Angus Mortimer

Personal information
- Born: September 4, 1985 (age 40) Ottawa, Ontario, Canada

Medal record
Men's canoe sprint
Pan American Games
| Gold medal – first place | 2007 Rio de Janeiro | K-1 1000m |
| Silver medal – second place | 2007 Rio de Janeiro | K-1 500m |
| Silver medal – second place | 2007 Rio de Janeiro | K-4 1000m |

= Angus Mortimer =

Canadian canoeist

Angus Mortimer (born September 4, 1985) is a Canadian former sprint kayaker. He represented Canada at the 2008 Summer Olympics in Beijing, finishing ninth in the K-4 1000 m event. He won a gold medal in the 2007 Pan American Games K-1 1000m. He was banned from the sport after a 4-year investigation determined he engaged in grooming of children.

==Career==

In 2005, Mortimer made his World Championship debut as a member of the K-4 that finished 14th over 500m. He won a gold medal in the 2007 Pan American Games K-1 1000m.

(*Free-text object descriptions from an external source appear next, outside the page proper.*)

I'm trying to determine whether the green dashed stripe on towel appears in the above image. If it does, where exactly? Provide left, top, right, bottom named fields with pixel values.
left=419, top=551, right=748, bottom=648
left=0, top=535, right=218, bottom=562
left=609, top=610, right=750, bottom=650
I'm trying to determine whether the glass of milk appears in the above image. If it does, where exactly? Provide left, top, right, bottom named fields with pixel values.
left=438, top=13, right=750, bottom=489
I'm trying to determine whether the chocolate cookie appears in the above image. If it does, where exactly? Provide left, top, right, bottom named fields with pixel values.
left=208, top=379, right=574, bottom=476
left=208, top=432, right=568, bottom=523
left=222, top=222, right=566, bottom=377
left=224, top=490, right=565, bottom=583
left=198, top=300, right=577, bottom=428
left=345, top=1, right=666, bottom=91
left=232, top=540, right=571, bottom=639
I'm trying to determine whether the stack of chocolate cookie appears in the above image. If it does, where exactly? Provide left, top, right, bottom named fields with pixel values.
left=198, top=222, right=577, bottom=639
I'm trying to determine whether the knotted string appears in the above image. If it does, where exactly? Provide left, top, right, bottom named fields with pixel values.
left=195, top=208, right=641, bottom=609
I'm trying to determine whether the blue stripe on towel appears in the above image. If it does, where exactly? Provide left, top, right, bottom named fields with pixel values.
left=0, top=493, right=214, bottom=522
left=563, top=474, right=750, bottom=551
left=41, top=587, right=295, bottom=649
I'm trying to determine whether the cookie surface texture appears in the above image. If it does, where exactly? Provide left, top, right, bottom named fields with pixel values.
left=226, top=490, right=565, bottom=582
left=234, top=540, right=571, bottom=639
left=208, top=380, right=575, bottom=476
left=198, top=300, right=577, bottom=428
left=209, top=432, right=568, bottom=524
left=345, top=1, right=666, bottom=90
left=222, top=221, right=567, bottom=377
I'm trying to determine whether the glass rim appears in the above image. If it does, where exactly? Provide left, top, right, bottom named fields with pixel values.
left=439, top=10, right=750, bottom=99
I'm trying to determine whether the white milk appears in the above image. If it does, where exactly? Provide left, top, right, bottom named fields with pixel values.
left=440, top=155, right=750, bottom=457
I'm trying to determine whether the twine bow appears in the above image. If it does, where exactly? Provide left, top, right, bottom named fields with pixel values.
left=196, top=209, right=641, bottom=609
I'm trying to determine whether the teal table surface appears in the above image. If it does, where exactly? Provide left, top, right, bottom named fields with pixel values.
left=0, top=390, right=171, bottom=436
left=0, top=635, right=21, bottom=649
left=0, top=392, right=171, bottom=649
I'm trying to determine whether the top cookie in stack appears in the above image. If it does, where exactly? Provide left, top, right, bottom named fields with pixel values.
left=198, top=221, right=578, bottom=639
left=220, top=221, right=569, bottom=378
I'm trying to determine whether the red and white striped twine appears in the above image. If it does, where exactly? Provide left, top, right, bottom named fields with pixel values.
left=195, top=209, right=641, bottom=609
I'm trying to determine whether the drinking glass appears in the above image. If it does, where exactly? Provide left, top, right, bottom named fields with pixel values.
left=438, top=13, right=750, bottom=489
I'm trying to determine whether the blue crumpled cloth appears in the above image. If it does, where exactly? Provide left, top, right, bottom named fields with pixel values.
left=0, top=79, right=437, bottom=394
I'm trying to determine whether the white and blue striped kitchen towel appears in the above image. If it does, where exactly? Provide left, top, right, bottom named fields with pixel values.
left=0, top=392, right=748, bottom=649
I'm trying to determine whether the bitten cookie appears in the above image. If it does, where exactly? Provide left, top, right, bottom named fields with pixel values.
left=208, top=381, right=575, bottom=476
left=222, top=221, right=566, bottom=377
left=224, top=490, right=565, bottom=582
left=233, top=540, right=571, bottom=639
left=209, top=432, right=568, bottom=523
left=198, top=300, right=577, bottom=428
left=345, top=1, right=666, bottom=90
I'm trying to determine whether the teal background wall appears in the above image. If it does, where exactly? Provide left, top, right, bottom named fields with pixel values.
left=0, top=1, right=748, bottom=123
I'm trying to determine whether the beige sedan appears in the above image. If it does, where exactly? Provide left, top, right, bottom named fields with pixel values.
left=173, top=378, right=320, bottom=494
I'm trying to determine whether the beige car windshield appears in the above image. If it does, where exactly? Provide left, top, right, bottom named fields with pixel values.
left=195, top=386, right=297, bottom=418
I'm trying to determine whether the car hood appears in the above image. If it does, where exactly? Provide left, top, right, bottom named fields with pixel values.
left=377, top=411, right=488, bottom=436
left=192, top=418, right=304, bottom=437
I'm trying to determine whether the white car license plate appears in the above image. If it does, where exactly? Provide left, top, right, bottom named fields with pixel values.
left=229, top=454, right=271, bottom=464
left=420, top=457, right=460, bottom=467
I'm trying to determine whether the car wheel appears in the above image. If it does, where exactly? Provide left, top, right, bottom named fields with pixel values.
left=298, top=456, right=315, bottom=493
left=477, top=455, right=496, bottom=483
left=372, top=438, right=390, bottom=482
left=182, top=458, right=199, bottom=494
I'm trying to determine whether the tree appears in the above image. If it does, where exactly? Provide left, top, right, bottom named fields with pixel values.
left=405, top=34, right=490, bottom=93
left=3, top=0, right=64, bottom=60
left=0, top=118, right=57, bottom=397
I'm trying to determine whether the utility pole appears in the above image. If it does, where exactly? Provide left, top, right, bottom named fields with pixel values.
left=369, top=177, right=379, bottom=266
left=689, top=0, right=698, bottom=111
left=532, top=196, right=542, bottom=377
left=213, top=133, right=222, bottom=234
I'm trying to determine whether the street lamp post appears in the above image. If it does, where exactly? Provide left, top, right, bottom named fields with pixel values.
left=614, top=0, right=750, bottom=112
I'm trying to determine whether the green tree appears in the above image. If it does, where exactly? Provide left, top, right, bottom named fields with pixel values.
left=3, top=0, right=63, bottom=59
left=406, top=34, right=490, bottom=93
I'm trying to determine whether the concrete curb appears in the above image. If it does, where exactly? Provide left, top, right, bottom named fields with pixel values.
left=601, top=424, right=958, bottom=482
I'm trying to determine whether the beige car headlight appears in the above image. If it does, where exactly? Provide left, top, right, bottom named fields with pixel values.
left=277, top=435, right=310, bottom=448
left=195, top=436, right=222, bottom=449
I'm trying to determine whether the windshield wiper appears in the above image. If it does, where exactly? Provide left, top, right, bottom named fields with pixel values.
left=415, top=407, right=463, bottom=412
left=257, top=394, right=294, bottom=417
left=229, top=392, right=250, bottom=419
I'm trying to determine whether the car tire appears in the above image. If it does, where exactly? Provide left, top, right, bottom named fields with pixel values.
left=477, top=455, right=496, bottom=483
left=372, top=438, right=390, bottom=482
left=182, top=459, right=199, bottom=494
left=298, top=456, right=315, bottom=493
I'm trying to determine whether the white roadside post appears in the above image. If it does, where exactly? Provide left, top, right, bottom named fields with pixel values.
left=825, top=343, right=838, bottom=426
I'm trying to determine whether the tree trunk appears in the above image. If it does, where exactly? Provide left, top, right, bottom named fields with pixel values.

While attending Carleton University he paddled out of the Rideau Canoe Club. He represented Canada at the 2008 Summer Olympics in Beijing, finishing ninth in the K-4 1000 m event.

After failing to qualify for the 2012 Summer Olympics and 2016 Summer Olympics, Mortimer retired from paddling to spend more time with his family and coach.

A discipline panel determined that Angus Mortimer violated Canoe Kayak Canada's Discrimination and Harassment Policy for grooming teenage girls and coercing them into sexual acts from 2009 to 2013. Angus is permanently ineligible to participate in any capacity in any program, activity, event or competition sponsored by, organized by, or under the auspices of Canoe Kayak Canada and its members as of November 7, 2023.

==Personal life==
His brother, Ian, is also a high-level paddler and Team Canada member in the canoe discipline.